The way at least that I proceed forward with this is to start at the first disjuncture between American and European ideas, the criticism of the Enlightenment manifested in the Romantic period in Germany, and then somewhat later in France to a limited extent, and attempt to translate some of what they were saying into American terms in a way that's relevant to American reality. I tend to stay away from English Romanticism, which people are familiar with because of linguistic purposes, because it was mostly literary and not as philosophically geared up as was the movement in continental Europe. Wordsworth in "Lyrical Ballads" and Coleridge in general are good. The one exception in philosophy seems to be Thomas Carlyle, who did echo much of what was going on in Europe in his writings. So what does that mean in practice?

Kant, Schelling, Fichte, Schlegal, Novalis. Some Hegel. Their critiques leading into idealism, that also consist of the core Romantic philosophers, are the ones that are valuable. It's a steep learning curve though. There's also a tenuous connection to Marx through the ideas dealt with in Sidney Hook's book "From Hegel to Marx", still a classic.

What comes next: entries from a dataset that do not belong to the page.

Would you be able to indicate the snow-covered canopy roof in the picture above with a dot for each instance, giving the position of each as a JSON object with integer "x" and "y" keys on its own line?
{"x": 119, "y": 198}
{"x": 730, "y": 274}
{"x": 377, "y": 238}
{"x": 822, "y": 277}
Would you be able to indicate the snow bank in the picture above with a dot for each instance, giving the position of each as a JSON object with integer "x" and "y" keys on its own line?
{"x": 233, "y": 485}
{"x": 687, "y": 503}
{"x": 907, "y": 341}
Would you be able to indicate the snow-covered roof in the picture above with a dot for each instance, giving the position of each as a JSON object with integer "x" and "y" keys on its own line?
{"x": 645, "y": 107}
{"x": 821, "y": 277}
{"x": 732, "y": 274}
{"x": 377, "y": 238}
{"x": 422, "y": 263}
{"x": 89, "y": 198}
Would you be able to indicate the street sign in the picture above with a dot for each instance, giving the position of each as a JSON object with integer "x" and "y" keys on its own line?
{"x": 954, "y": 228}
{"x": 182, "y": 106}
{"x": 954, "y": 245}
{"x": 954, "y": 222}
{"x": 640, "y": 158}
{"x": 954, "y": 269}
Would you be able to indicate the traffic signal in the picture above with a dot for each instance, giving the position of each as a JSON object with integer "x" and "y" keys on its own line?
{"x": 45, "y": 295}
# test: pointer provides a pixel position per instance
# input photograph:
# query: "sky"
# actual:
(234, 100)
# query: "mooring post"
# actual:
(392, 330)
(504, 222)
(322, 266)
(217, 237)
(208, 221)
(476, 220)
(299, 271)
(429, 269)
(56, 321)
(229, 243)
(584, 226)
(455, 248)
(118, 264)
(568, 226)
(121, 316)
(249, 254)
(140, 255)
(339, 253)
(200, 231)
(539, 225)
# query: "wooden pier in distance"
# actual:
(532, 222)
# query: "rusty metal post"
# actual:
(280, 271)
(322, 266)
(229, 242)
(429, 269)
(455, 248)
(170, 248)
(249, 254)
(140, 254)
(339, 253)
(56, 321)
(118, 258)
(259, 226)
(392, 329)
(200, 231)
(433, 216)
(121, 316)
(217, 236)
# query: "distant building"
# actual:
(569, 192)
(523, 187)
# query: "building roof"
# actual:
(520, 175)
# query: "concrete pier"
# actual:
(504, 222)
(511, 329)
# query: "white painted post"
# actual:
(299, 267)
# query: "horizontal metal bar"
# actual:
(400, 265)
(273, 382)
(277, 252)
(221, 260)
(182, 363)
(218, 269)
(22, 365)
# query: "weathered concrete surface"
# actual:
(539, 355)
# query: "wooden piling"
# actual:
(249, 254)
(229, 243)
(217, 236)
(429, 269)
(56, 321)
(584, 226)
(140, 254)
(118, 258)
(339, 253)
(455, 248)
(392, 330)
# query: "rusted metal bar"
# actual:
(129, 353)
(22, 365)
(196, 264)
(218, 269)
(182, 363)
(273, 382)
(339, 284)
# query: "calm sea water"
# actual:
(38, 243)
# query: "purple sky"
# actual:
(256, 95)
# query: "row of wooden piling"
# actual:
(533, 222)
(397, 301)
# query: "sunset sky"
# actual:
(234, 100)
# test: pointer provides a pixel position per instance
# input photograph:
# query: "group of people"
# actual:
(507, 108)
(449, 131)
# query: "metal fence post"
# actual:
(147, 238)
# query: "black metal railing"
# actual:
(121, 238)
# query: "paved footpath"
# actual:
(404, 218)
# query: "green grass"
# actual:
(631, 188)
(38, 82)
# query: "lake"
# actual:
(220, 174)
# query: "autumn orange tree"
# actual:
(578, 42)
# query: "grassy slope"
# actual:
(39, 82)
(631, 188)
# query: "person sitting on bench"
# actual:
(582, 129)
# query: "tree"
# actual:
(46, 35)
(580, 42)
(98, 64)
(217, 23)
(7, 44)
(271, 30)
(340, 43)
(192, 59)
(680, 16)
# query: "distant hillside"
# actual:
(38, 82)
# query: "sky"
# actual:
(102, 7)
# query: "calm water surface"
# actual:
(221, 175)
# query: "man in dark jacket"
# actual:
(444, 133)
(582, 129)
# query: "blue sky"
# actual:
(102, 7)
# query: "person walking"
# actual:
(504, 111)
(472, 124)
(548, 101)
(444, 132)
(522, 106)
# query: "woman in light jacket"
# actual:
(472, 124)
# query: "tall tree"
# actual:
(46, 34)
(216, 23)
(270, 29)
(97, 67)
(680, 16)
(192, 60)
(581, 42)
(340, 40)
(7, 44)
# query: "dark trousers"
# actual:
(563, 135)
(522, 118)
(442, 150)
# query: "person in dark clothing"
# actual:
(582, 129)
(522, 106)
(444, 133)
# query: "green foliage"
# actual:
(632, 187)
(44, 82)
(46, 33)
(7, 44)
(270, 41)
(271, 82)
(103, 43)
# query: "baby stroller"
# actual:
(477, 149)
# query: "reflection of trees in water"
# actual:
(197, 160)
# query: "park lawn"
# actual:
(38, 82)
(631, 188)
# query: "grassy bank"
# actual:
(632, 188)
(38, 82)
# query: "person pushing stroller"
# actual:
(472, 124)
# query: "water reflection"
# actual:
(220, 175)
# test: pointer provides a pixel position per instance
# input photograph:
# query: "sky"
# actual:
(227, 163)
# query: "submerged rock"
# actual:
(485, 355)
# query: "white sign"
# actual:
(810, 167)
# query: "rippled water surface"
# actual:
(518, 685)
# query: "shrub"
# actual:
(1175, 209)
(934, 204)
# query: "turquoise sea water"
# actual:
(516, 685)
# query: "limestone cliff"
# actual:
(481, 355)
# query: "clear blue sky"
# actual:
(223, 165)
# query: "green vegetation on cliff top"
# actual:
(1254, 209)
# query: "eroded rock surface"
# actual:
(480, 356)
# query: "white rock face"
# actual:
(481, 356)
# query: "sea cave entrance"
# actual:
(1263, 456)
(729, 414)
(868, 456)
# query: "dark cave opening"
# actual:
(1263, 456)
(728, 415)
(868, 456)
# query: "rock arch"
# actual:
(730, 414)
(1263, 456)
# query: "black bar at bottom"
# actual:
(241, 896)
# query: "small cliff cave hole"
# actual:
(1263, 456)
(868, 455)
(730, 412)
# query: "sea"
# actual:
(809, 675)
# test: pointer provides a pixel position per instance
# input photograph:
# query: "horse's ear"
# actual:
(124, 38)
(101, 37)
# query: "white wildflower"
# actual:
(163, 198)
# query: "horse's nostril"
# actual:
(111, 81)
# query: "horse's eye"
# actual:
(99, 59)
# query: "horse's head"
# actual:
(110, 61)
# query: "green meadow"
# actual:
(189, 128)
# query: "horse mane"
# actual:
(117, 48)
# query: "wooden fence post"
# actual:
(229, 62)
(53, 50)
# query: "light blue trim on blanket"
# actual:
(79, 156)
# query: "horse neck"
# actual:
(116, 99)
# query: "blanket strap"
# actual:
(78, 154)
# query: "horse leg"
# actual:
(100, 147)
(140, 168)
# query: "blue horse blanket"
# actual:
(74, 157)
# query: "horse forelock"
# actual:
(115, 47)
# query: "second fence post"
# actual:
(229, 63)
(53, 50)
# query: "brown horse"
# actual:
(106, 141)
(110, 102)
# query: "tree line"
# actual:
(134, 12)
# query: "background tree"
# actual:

Possibly there also needs to be a revival of American thought that's been forgotten that's congruent with all of this. A great example is that of the Pragmatic philosophy of William James and John Dewey. Although they may have protested loudly against the idea, they demonstrably were influenced by the Hegelians and the people who came after Hegel who mixed his ideas with the previous idealists, the other names on the list. John Dewey in particular was influenced by them. The red scare did Dewey in, but even before then he had, at least in my opinion, become too popular in the way he wrote his books and had started to make broad generalizations about topics that were originally much more subtle and complex.

Anyways, the 19th century is the treasure trove for information that could spark a revival of American thought.

About Gilberto Gil and Caetano Veloso, the two original Tropicalia innovators: originally I had planned this post to be shorter. All I was going to say is that Gil's statement that Caetano could be anything, a professor, but chose to be a musician, while Gil was fated to be a musician only is contradicted by the fact that in the late period of Tropicalia Gil was giving statements about musical movements that quoted Heidegger. The idea of who is 'fated' to be a professor must be fluid indeed.